Let's say in 30 years Let's Move had increased fitness and access to nutritious food but we still have fatties. The program will be a failure. Exactly as 1994 version of "Let's Move" Called "Shape Up America" which is almost 20 years old and yes, there are still fatties.
Two recent studies have shown that Food deserts may be a myth.
But two new studies have found something unexpected. Such neighborhoods not only have more fast food restaurants and convenience stores than more affluent ones, but more grocery stores, supermarkets and full-service restaurants, too. And there is no relationship between the type of food being sold in a neighborhood and obesity among its children and adolescents.
What does this have to do with food waste? I have also mentioned before that starvation kills more people than obesity ever will. The United States has high rates of food insecurity (i.e. we aren't starving to death but we aren't getting enough food). Many of the states with high food insecurity also have high rates of fatness. Most of those who have dieted know you lose weight then gain it all back plus more. (I'm fairly certain I weight about 50 lbs more than I should because of dieting.) Could it be possibly that people in food insecure households are technically suffering from the dieting/binge cycle? We also waste food, up to 30% in the USA and up to 50% worldwide which is a travesty.

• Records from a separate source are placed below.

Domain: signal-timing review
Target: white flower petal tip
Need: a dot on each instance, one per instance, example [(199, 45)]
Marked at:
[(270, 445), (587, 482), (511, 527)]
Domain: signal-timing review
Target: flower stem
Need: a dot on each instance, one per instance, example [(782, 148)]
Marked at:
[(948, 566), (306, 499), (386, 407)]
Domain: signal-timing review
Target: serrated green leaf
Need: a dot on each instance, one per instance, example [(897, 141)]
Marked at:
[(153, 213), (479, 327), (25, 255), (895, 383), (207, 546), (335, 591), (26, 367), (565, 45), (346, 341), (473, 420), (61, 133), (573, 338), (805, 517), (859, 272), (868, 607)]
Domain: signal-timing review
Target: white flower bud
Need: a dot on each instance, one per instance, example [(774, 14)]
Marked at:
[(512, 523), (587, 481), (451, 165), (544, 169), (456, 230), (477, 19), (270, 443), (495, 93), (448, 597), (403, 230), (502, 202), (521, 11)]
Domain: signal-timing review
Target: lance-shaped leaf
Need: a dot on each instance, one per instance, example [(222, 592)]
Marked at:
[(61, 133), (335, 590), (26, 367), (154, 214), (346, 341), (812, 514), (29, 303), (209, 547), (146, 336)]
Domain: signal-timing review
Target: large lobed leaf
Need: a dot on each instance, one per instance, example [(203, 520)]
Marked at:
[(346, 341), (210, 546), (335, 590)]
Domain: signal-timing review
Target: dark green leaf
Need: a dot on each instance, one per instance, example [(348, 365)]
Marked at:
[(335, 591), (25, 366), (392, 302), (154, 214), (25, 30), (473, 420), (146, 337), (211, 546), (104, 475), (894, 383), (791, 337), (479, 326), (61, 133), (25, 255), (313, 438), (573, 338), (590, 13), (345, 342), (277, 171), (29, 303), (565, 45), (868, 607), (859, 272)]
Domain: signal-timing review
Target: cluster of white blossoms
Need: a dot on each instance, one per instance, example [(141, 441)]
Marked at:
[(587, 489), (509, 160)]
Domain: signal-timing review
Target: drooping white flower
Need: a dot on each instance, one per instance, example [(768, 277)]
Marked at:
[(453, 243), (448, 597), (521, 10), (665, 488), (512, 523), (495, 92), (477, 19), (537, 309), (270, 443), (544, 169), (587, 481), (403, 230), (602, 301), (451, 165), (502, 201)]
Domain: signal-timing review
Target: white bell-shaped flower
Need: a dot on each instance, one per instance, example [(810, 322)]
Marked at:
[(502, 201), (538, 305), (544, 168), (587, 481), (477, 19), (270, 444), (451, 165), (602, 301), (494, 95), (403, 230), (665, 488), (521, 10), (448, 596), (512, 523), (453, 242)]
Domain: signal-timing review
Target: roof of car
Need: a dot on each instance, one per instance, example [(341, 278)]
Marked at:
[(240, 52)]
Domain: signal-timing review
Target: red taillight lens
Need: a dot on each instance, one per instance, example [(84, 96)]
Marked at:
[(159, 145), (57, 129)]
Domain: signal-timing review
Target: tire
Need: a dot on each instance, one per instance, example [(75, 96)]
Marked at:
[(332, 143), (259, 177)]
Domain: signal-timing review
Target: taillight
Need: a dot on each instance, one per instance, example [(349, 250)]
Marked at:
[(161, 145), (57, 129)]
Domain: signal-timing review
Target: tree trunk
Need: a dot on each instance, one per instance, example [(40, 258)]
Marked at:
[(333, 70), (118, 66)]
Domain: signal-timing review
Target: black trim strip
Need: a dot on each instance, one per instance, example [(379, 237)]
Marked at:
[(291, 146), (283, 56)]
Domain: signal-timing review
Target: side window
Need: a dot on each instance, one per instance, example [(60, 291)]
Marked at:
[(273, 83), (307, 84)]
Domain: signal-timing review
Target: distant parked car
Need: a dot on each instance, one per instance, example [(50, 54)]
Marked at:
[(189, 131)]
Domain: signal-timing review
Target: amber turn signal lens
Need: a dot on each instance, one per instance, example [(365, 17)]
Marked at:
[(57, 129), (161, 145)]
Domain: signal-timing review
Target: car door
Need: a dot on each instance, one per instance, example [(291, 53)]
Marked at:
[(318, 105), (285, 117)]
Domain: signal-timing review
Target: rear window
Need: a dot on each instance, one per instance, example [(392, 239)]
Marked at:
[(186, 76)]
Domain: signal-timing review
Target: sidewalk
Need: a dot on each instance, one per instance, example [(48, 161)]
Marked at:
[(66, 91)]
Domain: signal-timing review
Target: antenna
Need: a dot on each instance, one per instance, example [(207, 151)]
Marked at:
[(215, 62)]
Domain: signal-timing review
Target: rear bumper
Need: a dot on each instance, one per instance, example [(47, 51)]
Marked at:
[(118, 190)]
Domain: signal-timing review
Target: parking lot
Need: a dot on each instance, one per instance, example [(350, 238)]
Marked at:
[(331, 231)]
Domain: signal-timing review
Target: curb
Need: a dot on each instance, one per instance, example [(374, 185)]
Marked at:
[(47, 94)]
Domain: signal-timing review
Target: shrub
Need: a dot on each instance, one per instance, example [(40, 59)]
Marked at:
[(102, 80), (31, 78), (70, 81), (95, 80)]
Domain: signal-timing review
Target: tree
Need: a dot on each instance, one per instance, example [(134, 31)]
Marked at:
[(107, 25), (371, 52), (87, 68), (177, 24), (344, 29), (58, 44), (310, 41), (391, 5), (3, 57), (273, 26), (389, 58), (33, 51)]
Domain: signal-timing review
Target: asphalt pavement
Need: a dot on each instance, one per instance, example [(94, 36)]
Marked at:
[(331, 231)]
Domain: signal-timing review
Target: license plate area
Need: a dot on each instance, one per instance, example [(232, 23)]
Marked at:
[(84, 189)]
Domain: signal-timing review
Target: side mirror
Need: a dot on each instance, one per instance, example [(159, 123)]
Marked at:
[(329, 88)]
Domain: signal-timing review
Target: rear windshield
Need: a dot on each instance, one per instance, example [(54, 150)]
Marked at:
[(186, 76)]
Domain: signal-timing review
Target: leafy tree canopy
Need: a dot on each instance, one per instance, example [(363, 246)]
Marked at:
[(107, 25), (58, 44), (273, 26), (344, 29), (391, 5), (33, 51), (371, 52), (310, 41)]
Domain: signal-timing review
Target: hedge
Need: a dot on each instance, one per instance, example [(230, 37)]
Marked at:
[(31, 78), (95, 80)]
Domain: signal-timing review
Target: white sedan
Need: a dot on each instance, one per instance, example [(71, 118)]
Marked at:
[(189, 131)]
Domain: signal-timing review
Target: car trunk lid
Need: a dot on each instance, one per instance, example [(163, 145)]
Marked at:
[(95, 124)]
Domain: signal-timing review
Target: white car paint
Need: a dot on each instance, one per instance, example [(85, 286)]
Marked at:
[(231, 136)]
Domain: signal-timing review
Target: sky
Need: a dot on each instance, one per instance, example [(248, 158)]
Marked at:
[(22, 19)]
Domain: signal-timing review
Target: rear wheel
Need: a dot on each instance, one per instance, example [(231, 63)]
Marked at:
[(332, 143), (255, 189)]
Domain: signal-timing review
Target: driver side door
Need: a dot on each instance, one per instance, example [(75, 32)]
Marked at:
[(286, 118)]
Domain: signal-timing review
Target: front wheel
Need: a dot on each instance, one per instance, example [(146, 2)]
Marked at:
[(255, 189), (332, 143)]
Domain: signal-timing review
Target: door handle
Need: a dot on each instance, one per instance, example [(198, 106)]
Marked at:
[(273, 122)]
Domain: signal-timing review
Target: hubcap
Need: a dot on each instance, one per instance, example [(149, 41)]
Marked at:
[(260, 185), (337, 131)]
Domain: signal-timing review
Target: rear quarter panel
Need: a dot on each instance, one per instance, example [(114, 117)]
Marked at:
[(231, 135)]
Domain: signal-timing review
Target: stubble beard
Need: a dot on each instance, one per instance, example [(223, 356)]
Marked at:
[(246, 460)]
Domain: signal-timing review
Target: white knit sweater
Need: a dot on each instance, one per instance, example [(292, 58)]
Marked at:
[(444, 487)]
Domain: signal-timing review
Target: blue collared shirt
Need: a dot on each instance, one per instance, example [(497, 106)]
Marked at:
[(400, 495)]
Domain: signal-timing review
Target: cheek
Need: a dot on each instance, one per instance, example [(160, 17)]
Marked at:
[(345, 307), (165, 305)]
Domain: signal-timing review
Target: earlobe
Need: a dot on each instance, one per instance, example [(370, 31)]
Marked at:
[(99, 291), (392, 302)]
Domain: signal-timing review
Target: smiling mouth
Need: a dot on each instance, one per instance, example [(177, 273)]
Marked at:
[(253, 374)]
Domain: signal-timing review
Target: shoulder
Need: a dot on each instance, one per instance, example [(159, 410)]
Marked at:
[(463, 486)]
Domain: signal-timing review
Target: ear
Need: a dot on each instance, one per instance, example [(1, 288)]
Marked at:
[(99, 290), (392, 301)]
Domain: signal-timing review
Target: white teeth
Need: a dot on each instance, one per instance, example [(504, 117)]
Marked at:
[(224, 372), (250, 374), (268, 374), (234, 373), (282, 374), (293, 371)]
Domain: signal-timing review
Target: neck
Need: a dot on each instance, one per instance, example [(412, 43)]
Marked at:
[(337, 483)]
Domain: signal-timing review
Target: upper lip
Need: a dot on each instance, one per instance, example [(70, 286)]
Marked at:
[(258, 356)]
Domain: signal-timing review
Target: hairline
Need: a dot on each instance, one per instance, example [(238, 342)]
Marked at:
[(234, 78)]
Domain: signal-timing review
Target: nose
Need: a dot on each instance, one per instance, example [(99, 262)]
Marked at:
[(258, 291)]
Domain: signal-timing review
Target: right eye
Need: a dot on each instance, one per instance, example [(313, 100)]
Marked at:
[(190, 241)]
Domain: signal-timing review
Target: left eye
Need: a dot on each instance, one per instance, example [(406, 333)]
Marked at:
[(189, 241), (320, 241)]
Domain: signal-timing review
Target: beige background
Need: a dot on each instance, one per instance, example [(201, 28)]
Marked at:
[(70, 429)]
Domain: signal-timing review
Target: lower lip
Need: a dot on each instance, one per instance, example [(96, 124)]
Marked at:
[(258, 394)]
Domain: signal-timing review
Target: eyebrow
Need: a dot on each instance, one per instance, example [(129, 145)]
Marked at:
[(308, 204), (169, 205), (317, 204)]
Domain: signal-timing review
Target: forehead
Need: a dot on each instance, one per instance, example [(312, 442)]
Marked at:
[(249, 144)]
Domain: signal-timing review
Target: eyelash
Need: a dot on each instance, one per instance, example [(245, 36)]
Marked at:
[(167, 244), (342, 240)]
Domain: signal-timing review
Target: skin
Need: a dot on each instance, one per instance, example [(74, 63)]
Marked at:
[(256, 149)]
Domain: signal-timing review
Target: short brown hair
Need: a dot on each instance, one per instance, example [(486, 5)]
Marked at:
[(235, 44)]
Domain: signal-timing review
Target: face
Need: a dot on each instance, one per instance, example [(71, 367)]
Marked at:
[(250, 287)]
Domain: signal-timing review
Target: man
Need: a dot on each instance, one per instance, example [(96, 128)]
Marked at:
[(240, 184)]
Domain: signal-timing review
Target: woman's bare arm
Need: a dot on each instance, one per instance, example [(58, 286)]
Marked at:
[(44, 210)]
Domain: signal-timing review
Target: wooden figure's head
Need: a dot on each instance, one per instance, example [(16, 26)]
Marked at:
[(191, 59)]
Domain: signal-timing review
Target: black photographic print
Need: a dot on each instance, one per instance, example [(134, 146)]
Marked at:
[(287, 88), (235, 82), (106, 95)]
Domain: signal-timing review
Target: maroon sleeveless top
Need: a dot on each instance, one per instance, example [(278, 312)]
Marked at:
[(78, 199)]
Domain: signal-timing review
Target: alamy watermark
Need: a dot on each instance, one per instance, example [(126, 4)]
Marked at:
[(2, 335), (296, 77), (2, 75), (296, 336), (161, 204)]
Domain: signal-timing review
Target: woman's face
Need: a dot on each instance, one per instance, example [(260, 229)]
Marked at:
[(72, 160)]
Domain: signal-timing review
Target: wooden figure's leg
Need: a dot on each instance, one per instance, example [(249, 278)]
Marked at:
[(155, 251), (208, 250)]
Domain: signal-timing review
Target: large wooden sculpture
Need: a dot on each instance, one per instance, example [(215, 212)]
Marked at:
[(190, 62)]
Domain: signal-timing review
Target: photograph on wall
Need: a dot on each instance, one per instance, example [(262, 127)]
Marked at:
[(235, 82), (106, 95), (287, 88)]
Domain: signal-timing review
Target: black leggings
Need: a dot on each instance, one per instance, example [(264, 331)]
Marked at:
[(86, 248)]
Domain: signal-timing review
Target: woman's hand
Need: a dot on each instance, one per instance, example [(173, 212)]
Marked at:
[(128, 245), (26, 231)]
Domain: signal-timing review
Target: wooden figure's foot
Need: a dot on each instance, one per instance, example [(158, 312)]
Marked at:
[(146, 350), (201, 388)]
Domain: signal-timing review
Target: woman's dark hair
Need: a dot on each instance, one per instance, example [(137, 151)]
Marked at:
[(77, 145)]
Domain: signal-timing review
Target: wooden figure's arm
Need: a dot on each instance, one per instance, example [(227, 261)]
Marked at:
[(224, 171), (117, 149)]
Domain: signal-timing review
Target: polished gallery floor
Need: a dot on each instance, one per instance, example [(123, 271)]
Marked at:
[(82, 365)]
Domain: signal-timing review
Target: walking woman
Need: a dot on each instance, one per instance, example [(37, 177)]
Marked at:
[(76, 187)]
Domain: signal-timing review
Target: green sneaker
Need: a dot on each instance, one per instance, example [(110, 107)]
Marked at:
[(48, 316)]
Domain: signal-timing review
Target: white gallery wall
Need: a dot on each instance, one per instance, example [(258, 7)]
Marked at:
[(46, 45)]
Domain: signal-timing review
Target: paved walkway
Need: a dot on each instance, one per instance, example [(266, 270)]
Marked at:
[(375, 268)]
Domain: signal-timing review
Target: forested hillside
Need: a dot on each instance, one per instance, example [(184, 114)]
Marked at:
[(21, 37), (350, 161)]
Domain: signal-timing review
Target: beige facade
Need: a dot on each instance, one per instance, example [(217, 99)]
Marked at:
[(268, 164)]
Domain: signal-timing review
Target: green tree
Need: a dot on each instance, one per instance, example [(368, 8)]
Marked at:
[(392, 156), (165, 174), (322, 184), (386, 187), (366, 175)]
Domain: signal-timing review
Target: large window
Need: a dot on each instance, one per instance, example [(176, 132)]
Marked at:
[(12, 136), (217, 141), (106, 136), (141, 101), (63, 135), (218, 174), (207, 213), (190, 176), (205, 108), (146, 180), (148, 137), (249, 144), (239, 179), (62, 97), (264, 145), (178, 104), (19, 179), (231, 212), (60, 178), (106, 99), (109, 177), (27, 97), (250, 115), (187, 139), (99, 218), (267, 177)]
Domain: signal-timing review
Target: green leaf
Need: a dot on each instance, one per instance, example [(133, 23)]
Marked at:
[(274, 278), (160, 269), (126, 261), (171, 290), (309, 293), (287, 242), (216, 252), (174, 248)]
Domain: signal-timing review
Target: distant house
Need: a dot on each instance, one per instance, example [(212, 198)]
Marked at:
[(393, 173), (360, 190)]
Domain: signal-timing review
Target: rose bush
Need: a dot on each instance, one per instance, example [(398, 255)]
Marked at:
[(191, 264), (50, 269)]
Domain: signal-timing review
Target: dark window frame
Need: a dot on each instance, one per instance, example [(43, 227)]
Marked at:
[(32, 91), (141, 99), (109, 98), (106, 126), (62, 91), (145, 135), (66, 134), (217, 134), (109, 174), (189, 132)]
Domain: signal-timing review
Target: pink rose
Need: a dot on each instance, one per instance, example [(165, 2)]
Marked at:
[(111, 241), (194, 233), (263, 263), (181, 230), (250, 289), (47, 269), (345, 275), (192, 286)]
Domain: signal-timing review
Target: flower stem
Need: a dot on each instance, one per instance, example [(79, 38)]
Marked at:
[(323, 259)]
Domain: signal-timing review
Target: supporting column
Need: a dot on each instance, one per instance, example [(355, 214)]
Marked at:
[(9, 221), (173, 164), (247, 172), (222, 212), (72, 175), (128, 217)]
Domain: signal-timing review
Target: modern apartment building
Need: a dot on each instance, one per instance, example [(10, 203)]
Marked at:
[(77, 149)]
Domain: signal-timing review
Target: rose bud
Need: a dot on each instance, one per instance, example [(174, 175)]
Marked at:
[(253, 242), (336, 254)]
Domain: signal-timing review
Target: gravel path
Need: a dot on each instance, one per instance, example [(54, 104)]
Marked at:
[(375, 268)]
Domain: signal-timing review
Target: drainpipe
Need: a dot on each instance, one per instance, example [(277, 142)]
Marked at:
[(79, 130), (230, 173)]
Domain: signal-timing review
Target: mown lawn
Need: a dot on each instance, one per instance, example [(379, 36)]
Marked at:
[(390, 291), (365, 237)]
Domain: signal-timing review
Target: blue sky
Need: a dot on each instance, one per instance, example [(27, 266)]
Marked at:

We again view fatness in simplistic terms. No matter what, fat is always going to be labeled as eating too much, that's it end of story. No one looks at other issues, for example food insecurity, and say other things such as poor medical care or how about pollution? Poor neighborhoods often find themselves near pollution sources. Parts of the Bronx have high asthma rates because they are near expressways. There are now links between pollution and diabetes AND air pollution and fatness. (Oh and Diabetes and stress as well.) We don't really look at medical care, food insecurity and pollution because these are complex situations that require actually hard work. It isn't easy compared to telling the nation to stop being so fat.